La notizia giunta dalla Bosnia Erzegovina nel fine
settimana merita una segnalazione: l’ex reis-ul-ulema
e attuale presidente del Congresso mondiale dei bosniaci, Mustafa Cerić, si è
formalmente candidato a conquistare il seggio dedicato ai bosniaci musulmani nella
complicata e immobile presidenza tripartita bosniaco-erzegovese voluta dagli
accordi-Frankenstein di Dayton. Per ottenere questo scopo, Cerić, classe 1952,
dovrà confrontarsi quasi certamente, tra gli altri, col presidente musulmano bosniaco
uscente, il deludente, scialbo e discusso Bakir Izetbegović, nazionalista della
Sda e figlio del cosiddetto padre della patria Alija, e con l’interessante Emir
Suljagić, esponente del Fronte democratico, partito di recentissima formazione,
e soprattutto fondatore e coordinatore della coalizione “Primo marzo”, in cui
sono confluite 44 organizzazioni civili il cui scopo è adoperarsi per la parità
dei diritti civili in tutta la Bosnia.
Cerić ha annunciato la sua decisione durante una
conferenza stampa organizzata nella nuovissima e bellissima biblioteca della
moschea dedicata a Gazi Husrev Bej, uno dei padri fondatori di Sarajevo. Per l’occasione,
l’appesantito ulema ha abbandonato il
tradizionale camice nero per passare a un completo occidentale con tanto di
cravatta, in linea con la sua nuova ambizione politica.
Cerić è universalmente considerato come uno dei
cinquanta leader religiosi musulmani
più influenti – per non dire potenti – al mondo. Negli anni, nonostante nell’universo
islamico sia considerato un moderato, si è segnalato per le sue posizioni di
chiusura verso le altre componenti religiose del complesso panteon bosniaco, e da leader
religioso non ha mai rinunciato a condizionare le scelte degli esponenti
politici della Sda.
Le reazioni alla sua candidatura sono state
contrastanti anche tra i potenziali elettori musulmani. C’è chi pensa, infatti,
che un esponente religioso del suo spessore dovrebbe tenersi lontano dalla
politica. Anche perché l’elezione di una figura smaccatamente religiosa come Cerić
nella presidenza tripartita potrebbe avere effetti piuttosto deleteri nei
rapporti con le altre due componenti religiose maggioritarie, quella ortodossa
e quella cattolica.
In tutto questo, rimangono molti dubbi sulla
lungimiranza di una mossa del genere, che potrebbe portare la Bosnia Erzegovina
sull’orlo di una non più sanabile spaccatura e quel che rimarrebbe del Paese,
ovvero la Federazione di Bosnia Erzegovina, sull’orlo di una anacronistica e
impresentabile repubblica confessionale.
Le elezioni sono state fissate per il 12 ottobre 2014.
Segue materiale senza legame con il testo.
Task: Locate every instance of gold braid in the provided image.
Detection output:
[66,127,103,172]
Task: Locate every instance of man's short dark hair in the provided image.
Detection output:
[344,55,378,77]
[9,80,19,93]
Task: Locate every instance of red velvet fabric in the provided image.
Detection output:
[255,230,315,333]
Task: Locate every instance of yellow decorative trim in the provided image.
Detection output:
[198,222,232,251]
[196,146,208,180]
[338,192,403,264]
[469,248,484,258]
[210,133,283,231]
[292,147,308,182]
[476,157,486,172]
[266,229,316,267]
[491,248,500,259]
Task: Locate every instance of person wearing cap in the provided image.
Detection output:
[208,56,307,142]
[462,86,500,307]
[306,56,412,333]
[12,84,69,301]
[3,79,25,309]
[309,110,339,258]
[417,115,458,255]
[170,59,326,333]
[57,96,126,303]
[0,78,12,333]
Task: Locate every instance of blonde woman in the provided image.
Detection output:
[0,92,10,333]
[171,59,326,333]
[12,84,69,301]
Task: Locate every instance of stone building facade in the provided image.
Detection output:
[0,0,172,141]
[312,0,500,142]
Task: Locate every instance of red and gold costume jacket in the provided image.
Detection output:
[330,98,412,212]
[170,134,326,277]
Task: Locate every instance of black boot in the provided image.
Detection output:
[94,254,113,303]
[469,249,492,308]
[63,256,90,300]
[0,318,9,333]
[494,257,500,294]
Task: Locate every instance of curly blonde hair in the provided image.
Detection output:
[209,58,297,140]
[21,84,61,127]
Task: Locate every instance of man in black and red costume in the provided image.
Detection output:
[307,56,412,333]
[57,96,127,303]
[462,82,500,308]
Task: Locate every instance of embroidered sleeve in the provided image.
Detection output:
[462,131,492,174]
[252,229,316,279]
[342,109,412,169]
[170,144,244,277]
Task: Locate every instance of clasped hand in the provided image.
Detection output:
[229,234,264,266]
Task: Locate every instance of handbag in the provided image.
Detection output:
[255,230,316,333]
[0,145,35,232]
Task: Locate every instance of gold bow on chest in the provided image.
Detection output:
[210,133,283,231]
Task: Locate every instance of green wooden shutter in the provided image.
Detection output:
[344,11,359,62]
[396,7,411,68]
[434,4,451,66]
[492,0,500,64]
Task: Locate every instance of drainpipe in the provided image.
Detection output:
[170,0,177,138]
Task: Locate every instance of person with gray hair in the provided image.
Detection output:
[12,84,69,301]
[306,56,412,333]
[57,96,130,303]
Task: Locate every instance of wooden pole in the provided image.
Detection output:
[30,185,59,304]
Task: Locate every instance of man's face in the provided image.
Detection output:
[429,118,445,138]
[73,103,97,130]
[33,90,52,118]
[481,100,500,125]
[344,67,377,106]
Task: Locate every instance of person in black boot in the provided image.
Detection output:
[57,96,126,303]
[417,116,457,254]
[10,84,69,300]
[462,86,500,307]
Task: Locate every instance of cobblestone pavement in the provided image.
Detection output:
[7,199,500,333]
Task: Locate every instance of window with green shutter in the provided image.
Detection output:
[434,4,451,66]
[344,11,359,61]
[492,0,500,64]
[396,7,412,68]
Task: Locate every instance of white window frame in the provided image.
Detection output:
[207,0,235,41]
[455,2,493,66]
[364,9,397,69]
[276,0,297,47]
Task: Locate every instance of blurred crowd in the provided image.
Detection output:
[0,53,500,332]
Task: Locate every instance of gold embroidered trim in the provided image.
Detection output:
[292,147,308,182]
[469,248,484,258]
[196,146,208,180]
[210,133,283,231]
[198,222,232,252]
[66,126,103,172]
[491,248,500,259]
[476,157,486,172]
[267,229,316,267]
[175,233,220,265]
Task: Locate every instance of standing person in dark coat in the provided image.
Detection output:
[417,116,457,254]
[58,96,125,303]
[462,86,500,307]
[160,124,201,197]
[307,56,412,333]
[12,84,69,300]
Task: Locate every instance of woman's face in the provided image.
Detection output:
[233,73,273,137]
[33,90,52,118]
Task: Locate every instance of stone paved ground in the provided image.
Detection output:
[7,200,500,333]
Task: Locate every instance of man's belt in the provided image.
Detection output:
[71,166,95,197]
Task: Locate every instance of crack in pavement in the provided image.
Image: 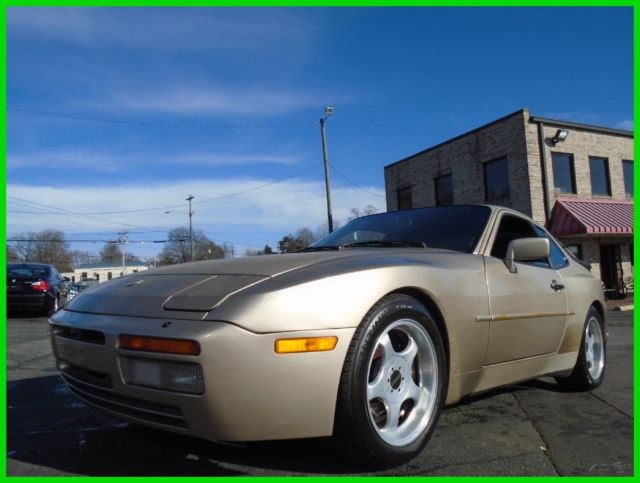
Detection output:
[589,392,633,419]
[511,394,562,476]
[408,451,557,476]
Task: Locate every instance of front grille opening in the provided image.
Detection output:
[58,359,113,388]
[62,374,188,428]
[51,324,104,345]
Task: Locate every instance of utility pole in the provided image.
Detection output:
[320,106,333,233]
[187,195,194,262]
[118,231,129,277]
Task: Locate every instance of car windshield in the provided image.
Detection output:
[307,205,491,253]
[7,265,50,279]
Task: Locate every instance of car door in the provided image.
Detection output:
[484,212,569,365]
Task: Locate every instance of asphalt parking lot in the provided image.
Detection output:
[7,312,633,476]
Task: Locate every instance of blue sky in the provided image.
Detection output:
[7,8,633,256]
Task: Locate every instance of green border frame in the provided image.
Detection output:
[0,0,640,483]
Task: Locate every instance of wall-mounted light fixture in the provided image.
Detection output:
[551,129,569,146]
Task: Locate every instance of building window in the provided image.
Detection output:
[622,160,633,197]
[551,153,576,194]
[566,243,584,260]
[589,158,611,196]
[435,174,453,206]
[398,186,413,210]
[484,158,509,201]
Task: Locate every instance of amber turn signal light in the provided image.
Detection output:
[275,335,338,354]
[119,335,200,356]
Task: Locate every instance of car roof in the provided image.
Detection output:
[7,262,53,268]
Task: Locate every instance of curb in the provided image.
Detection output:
[609,305,633,312]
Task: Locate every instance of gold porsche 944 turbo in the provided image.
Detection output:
[50,205,606,467]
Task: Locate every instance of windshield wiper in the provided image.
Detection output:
[298,245,342,253]
[342,240,427,248]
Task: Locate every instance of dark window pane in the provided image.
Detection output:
[552,153,576,193]
[436,174,453,206]
[566,244,583,260]
[484,158,509,201]
[622,161,633,196]
[533,225,569,268]
[589,158,611,196]
[398,187,413,210]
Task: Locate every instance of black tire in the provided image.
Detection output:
[334,294,448,469]
[556,307,606,391]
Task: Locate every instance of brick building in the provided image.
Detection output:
[385,109,633,297]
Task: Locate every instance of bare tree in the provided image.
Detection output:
[296,226,318,248]
[158,226,225,265]
[15,229,72,272]
[100,242,122,262]
[7,245,20,262]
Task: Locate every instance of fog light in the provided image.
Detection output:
[121,357,204,394]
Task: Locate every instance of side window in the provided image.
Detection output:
[534,225,569,268]
[491,215,538,260]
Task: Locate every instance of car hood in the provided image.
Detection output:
[60,248,451,319]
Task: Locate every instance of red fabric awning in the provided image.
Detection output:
[550,198,633,236]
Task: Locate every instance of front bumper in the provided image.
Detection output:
[7,293,53,309]
[50,310,355,441]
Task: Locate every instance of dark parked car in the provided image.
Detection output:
[7,263,68,315]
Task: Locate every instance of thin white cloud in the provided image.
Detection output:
[7,7,315,55]
[98,86,330,116]
[7,178,385,238]
[7,147,301,173]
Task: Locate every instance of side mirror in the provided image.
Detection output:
[504,238,550,273]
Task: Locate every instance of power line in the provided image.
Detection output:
[7,195,169,229]
[7,107,317,129]
[7,165,316,216]
[331,163,387,200]
[193,166,315,205]
[7,195,166,228]
[7,238,268,247]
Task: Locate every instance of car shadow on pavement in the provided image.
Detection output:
[7,375,362,476]
[7,375,580,476]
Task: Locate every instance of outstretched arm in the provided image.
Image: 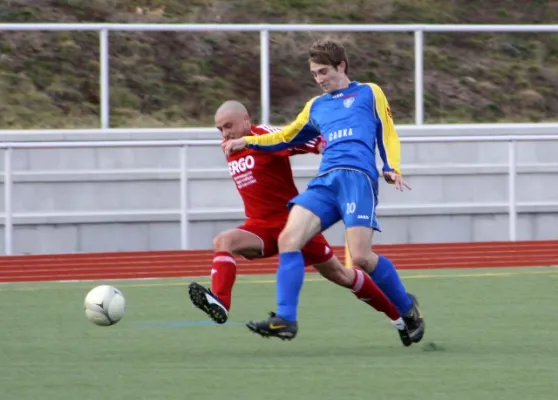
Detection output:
[223,99,320,155]
[370,83,411,190]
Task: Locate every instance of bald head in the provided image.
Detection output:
[215,100,248,118]
[215,100,251,139]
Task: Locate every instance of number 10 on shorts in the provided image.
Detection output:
[345,203,356,214]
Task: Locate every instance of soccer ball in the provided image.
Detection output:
[84,285,126,326]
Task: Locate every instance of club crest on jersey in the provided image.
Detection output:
[343,97,355,108]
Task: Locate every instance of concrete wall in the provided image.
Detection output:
[0,125,558,254]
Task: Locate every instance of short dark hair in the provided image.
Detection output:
[308,38,349,75]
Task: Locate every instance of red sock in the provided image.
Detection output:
[351,268,400,321]
[211,251,236,310]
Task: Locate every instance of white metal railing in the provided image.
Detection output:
[0,135,558,255]
[0,23,558,128]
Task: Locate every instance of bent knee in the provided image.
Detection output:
[213,232,234,252]
[351,251,378,272]
[277,230,304,252]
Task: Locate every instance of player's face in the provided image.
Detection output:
[215,113,250,140]
[310,62,347,93]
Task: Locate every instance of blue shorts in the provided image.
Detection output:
[289,169,380,231]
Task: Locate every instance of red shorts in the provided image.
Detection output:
[237,223,333,266]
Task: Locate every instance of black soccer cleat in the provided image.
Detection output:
[400,293,425,346]
[246,312,298,340]
[391,318,413,347]
[188,282,229,324]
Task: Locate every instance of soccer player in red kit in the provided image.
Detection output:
[189,101,412,344]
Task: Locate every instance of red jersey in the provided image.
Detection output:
[227,125,320,226]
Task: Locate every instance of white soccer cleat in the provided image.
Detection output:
[188,282,229,324]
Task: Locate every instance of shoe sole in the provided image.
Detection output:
[397,327,413,347]
[409,294,426,343]
[246,323,296,341]
[188,282,228,324]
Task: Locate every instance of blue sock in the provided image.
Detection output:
[370,256,413,316]
[277,251,304,322]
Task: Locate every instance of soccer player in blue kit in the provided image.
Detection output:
[223,39,425,344]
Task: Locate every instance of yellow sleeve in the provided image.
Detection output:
[369,83,401,175]
[244,97,320,151]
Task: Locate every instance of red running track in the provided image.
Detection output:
[0,241,558,282]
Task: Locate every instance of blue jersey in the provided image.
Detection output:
[246,82,401,180]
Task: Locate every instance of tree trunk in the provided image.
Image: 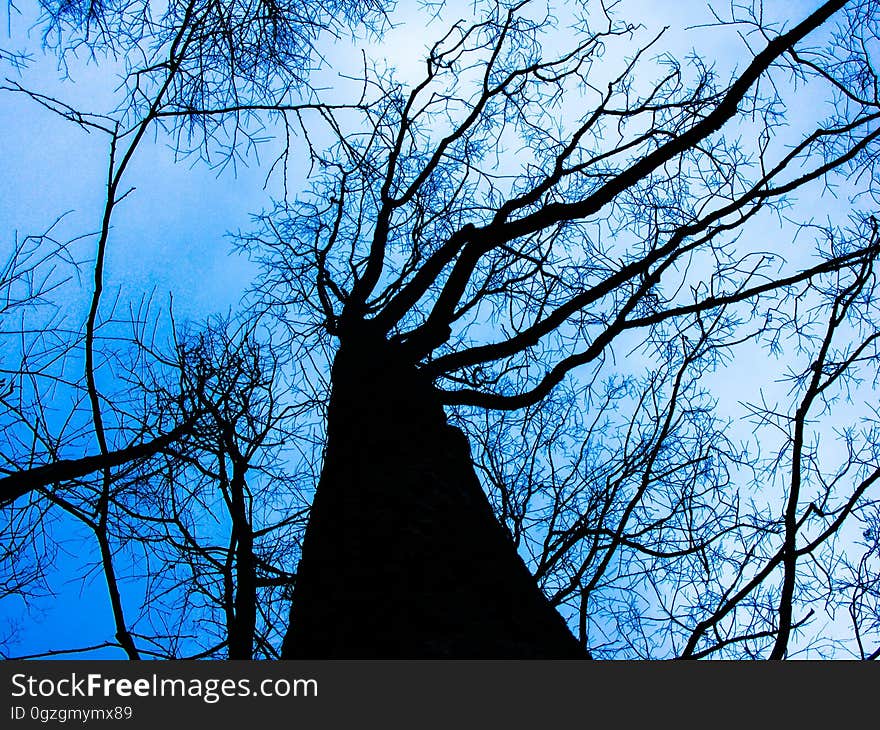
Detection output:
[282,328,586,658]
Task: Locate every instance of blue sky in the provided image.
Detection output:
[0,0,876,656]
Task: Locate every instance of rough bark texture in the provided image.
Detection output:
[282,332,585,658]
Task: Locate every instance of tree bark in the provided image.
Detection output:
[282,328,587,658]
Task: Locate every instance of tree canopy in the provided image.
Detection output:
[0,0,880,659]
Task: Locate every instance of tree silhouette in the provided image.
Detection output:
[0,0,880,659]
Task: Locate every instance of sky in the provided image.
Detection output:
[0,0,876,658]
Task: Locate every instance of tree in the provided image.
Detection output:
[0,0,880,659]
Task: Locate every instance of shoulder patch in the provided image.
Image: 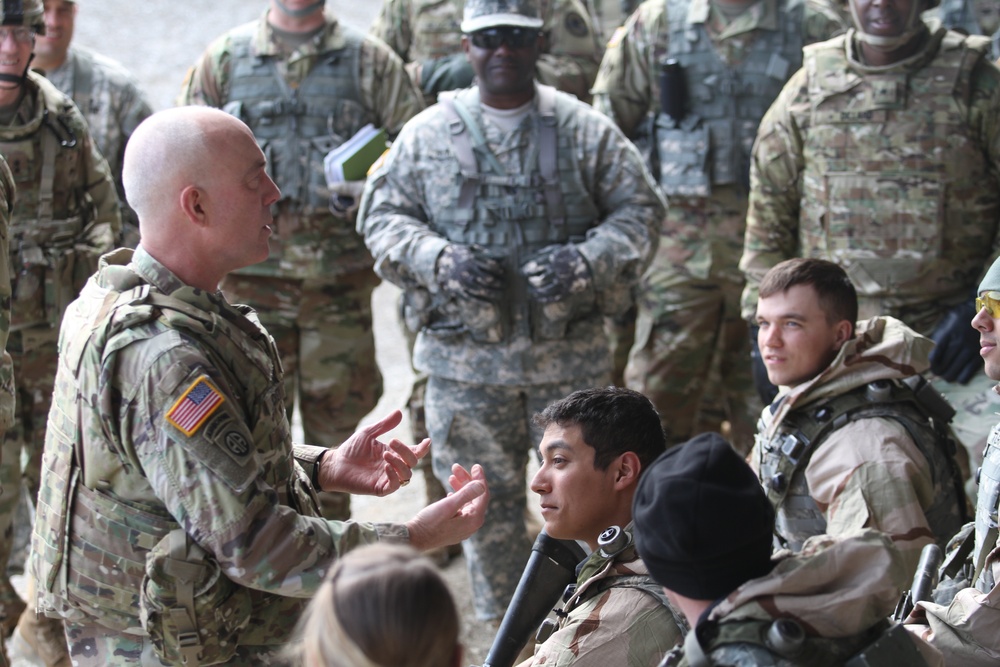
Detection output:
[166,375,226,436]
[563,12,590,37]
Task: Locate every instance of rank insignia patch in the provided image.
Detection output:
[167,377,226,436]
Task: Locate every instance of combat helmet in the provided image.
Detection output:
[0,0,45,35]
[461,0,544,34]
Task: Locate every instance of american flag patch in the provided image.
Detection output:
[167,376,226,435]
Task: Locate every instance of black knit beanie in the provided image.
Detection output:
[632,433,774,600]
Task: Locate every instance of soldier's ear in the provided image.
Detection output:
[179,185,208,226]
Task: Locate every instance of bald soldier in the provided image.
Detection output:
[30,107,488,667]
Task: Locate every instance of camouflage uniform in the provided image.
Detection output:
[907,408,1000,667]
[519,524,687,667]
[30,246,406,665]
[0,73,121,628]
[740,29,1000,470]
[44,46,153,248]
[180,13,423,518]
[750,317,965,576]
[358,85,664,619]
[663,530,944,667]
[370,0,601,104]
[594,0,844,450]
[0,156,14,667]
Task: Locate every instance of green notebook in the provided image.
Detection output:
[323,123,386,183]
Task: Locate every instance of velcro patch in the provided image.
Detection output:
[167,375,226,436]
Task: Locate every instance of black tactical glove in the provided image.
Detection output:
[434,244,504,302]
[420,53,474,95]
[521,243,593,303]
[750,324,778,405]
[930,299,983,384]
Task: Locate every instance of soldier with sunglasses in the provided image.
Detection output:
[358,0,664,632]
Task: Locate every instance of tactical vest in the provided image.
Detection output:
[757,376,966,552]
[422,84,600,342]
[656,0,804,197]
[31,251,319,643]
[223,23,378,217]
[799,32,1000,330]
[0,74,96,331]
[973,424,1000,593]
[660,618,927,667]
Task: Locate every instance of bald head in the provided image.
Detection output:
[122,106,280,289]
[122,106,242,230]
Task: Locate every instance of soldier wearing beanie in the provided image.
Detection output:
[906,260,1000,667]
[632,433,944,667]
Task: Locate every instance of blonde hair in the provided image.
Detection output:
[289,544,460,667]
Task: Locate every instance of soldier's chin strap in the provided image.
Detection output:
[0,53,35,90]
[847,0,927,53]
[274,0,326,19]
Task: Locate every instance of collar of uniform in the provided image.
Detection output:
[253,9,347,62]
[132,243,197,294]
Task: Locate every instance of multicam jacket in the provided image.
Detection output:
[31,246,405,645]
[370,0,601,104]
[0,72,121,331]
[44,46,153,239]
[907,404,1000,667]
[740,29,1000,334]
[750,317,965,575]
[663,530,944,667]
[179,12,423,278]
[358,85,663,385]
[520,524,687,667]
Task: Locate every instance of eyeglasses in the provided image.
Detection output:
[976,292,1000,318]
[469,27,538,51]
[0,25,35,44]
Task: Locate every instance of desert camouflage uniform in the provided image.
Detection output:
[370,0,601,104]
[740,29,1000,472]
[663,530,944,667]
[594,0,844,451]
[180,12,423,519]
[44,46,153,248]
[750,317,966,576]
[0,73,121,628]
[31,246,406,665]
[0,155,14,667]
[933,0,1000,60]
[358,86,664,620]
[519,524,688,667]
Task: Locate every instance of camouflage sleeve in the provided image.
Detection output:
[906,540,1000,665]
[572,104,666,292]
[128,342,398,597]
[177,35,231,109]
[802,0,850,44]
[368,0,413,62]
[969,58,1000,284]
[73,112,122,253]
[740,69,809,320]
[535,0,601,102]
[805,418,935,579]
[0,156,16,437]
[593,0,667,139]
[360,36,424,138]
[520,587,682,667]
[358,113,454,292]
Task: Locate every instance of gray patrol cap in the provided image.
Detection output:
[461,0,543,34]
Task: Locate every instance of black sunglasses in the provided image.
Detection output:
[469,27,539,51]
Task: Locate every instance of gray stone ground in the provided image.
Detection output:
[3,0,560,667]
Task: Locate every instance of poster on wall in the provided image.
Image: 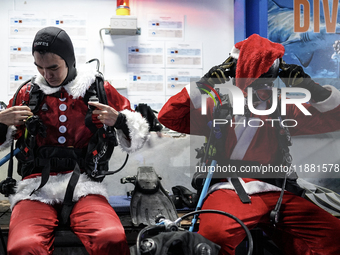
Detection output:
[268,0,340,89]
[147,14,184,41]
[267,0,340,193]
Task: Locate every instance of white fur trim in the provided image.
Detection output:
[311,85,340,112]
[230,46,240,59]
[0,126,17,151]
[9,173,108,209]
[208,178,281,195]
[117,110,149,153]
[35,66,97,99]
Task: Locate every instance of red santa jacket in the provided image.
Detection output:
[158,85,340,194]
[0,66,149,207]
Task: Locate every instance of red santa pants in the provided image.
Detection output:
[7,195,130,255]
[199,190,340,255]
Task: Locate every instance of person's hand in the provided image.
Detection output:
[279,61,310,87]
[0,105,33,126]
[88,101,119,127]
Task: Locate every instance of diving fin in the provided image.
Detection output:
[121,166,178,226]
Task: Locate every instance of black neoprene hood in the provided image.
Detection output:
[32,27,77,86]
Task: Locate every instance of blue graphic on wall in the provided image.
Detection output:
[268,0,340,83]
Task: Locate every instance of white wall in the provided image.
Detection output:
[0,0,234,199]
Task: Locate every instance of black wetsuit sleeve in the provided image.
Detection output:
[114,113,130,138]
[0,123,8,144]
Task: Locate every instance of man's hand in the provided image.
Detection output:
[0,105,33,126]
[88,101,119,127]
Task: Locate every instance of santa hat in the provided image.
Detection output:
[230,34,285,95]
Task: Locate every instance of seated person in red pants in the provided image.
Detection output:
[0,27,149,255]
[158,34,340,255]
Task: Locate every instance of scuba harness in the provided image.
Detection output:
[6,59,129,224]
[192,89,304,226]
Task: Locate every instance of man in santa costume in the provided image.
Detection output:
[158,34,340,255]
[0,27,149,255]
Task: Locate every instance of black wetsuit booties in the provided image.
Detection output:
[32,27,77,86]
Vedremo quali altre discutibili sorprese ci riserverà lo strano zoo della
politica bosniaca. Zoo che, senza ombra di dubbio, dimostra la grande e
drammatica attualità del mio nuovo libro, “I
bastardi di Sarajevo”, in uscita in contemporanea con le elezioni
presidenziali e politiche bosniache.
Da osservatori ci sarà di che divertirsi. Fossi un
cittadino bosniaco-erzegovese, sarei invece parecchio preoccupato, perché mai,
dalle tragiche alluvioni dello scorso maggio a oggi, forse il Paese, e in
particolare la sua politica, era sceso purtroppo così in basso.